Another crucial spiritual construct that greatly helps change our habits is the use of our left and right energy channels. Undesirable habits tend to shift our balance more towards lethargic and negative tendencies. Our left channel tends to dominate in such situations. If we want to make a substantial improvement, then consciously shifting our balance more towards the right energy channel – the channel of action helps significantly in establishing new habits and overcoming the bad ones. It increases determination and focus and spurs more activity toward solving our problems.

Cognitive strategies for changing our habits

Ensuring accountability and allotting time

Our commitment to change is only realistic and confirmed when we identify a specific plan of action and a specific time and timeframe for improvement. If we are too busy and still want to improve, then the strategies involve getting help, such as through a coach, trainer, or helper or signing up for a program. We need to get to this point of precise action in order to change anything, especially our habits, which, arguably, is one of the most difficult challenges we face.

The 1% rule

The 1% rule states that if you improve 1% each day, you will improve 37 times in a year. But, of course, even though 1% seems very small, it is still hard to keep working on improvement every single day.
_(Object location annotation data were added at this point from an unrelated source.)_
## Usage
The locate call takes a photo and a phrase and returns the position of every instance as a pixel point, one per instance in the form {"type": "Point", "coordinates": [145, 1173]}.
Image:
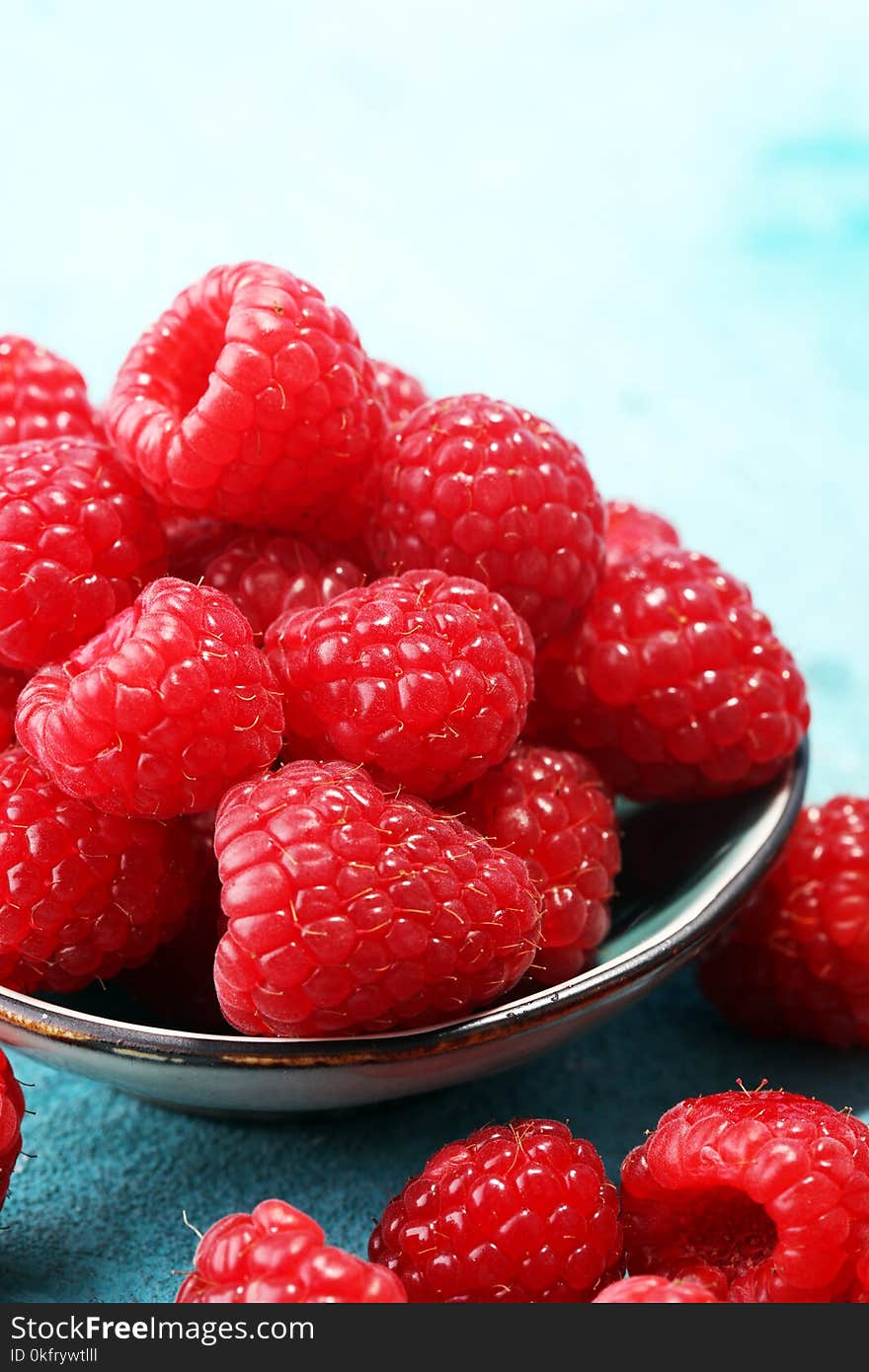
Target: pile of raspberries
{"type": "Point", "coordinates": [316, 696]}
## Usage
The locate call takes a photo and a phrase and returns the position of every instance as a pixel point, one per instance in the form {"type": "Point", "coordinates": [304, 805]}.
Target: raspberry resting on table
{"type": "Point", "coordinates": [481, 489]}
{"type": "Point", "coordinates": [250, 400]}
{"type": "Point", "coordinates": [762, 1196]}
{"type": "Point", "coordinates": [161, 713]}
{"type": "Point", "coordinates": [278, 1256]}
{"type": "Point", "coordinates": [797, 957]}
{"type": "Point", "coordinates": [674, 685]}
{"type": "Point", "coordinates": [630, 531]}
{"type": "Point", "coordinates": [271, 573]}
{"type": "Point", "coordinates": [352, 911]}
{"type": "Point", "coordinates": [11, 1114]}
{"type": "Point", "coordinates": [515, 1213]}
{"type": "Point", "coordinates": [423, 678]}
{"type": "Point", "coordinates": [41, 396]}
{"type": "Point", "coordinates": [552, 808]}
{"type": "Point", "coordinates": [401, 391]}
{"type": "Point", "coordinates": [78, 539]}
{"type": "Point", "coordinates": [83, 894]}
{"type": "Point", "coordinates": [655, 1291]}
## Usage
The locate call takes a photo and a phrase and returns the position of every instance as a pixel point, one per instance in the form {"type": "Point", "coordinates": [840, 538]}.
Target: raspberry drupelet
{"type": "Point", "coordinates": [481, 489]}
{"type": "Point", "coordinates": [655, 1291]}
{"type": "Point", "coordinates": [278, 1256]}
{"type": "Point", "coordinates": [352, 911]}
{"type": "Point", "coordinates": [161, 713]}
{"type": "Point", "coordinates": [514, 1213]}
{"type": "Point", "coordinates": [797, 957]}
{"type": "Point", "coordinates": [552, 808]}
{"type": "Point", "coordinates": [401, 393]}
{"type": "Point", "coordinates": [762, 1196]}
{"type": "Point", "coordinates": [632, 531]}
{"type": "Point", "coordinates": [11, 1114]}
{"type": "Point", "coordinates": [78, 539]}
{"type": "Point", "coordinates": [83, 894]}
{"type": "Point", "coordinates": [423, 678]}
{"type": "Point", "coordinates": [41, 396]}
{"type": "Point", "coordinates": [268, 575]}
{"type": "Point", "coordinates": [250, 400]}
{"type": "Point", "coordinates": [674, 683]}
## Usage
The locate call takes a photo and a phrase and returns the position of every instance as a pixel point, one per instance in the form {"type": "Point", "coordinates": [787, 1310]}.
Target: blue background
{"type": "Point", "coordinates": [648, 222]}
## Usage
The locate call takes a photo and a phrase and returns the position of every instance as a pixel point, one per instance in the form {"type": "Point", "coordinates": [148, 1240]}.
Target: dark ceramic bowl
{"type": "Point", "coordinates": [685, 869]}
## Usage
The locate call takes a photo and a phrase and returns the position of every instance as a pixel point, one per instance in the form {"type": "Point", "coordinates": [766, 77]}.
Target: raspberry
{"type": "Point", "coordinates": [249, 400]}
{"type": "Point", "coordinates": [515, 1213]}
{"type": "Point", "coordinates": [797, 959]}
{"type": "Point", "coordinates": [355, 911]}
{"type": "Point", "coordinates": [41, 396]}
{"type": "Point", "coordinates": [401, 391]}
{"type": "Point", "coordinates": [762, 1196]}
{"type": "Point", "coordinates": [159, 713]}
{"type": "Point", "coordinates": [268, 575]}
{"type": "Point", "coordinates": [674, 683]}
{"type": "Point", "coordinates": [77, 544]}
{"type": "Point", "coordinates": [425, 678]}
{"type": "Point", "coordinates": [11, 1114]}
{"type": "Point", "coordinates": [81, 893]}
{"type": "Point", "coordinates": [632, 531]}
{"type": "Point", "coordinates": [655, 1291]}
{"type": "Point", "coordinates": [277, 1256]}
{"type": "Point", "coordinates": [176, 985]}
{"type": "Point", "coordinates": [479, 489]}
{"type": "Point", "coordinates": [551, 808]}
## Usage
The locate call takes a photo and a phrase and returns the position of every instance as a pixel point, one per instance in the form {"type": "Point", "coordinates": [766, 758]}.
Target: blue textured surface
{"type": "Point", "coordinates": [647, 222]}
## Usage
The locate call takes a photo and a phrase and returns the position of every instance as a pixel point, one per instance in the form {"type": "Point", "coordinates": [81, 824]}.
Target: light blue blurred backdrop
{"type": "Point", "coordinates": [648, 222]}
So we can modify that rule to say a little bit of improvement every week and ensure that the trend of improvement is in place.

We should be mindful about not seeking perfection and fully expect to regress at times, but as long as the trend is upward, we are on course.

It is also reasonable to prepare ourselves for those challenging moments when we feel like quitting or falling off the wagon as long as we anticipate those and remind ourselves that we’re committed to longer-term self-improvement and will stay the course, no matter what.

Fighting the inertia to commence an activity, habit, or change

One of the greatest challenges everyone faces when trying to change our habits is to get started. This inertia comes from the spiral structure and demand for self-improvement, which is to lift ourselves higher. It may likely come from shying away from change. Or fear of failure or the lack of confidence.

A few strategies can help with this. Associating ourselves with inspiring people or friends we admire or skilled coaches and teachers can help. From a meditation standpoint, the power of collective meditation can help overcome this inertia.

Marking a specific day and time to commence or work on a new habit is a proven way to overcome the inertia to get started. If we cannot schedule time to make the change with a clear set of goals, it can be tough to commence the journey of self-improvement.

Fighting the reversion to mean

Even more difficult than starting or sustaining an improvement plan is resisting the reversion to older habits. The slow but constant reversion is a negative force that constantly weighs on us. We need a powerful and positive countering force to avoid falling back into our old habits or tendencies.

Sometimes, negative forces can be really powerful, applying an equal opposing or dragging down effect no matter how much progress we make. Nature has designed our self-improvement as a test against resisting force, and only those who are really deserving to get to a better state, even though complete freedom of will is given to human beings to work on their self-improvement.

Of particular importance is how past experiences and memories can be recalled into our attention and lure us back to our old ways and habits. Putting up a fight in those moments can be the hardest of all. However, meditation helps with attention control and the ability to witness our temptation objectively and, over time, to avoid the reversion to mean.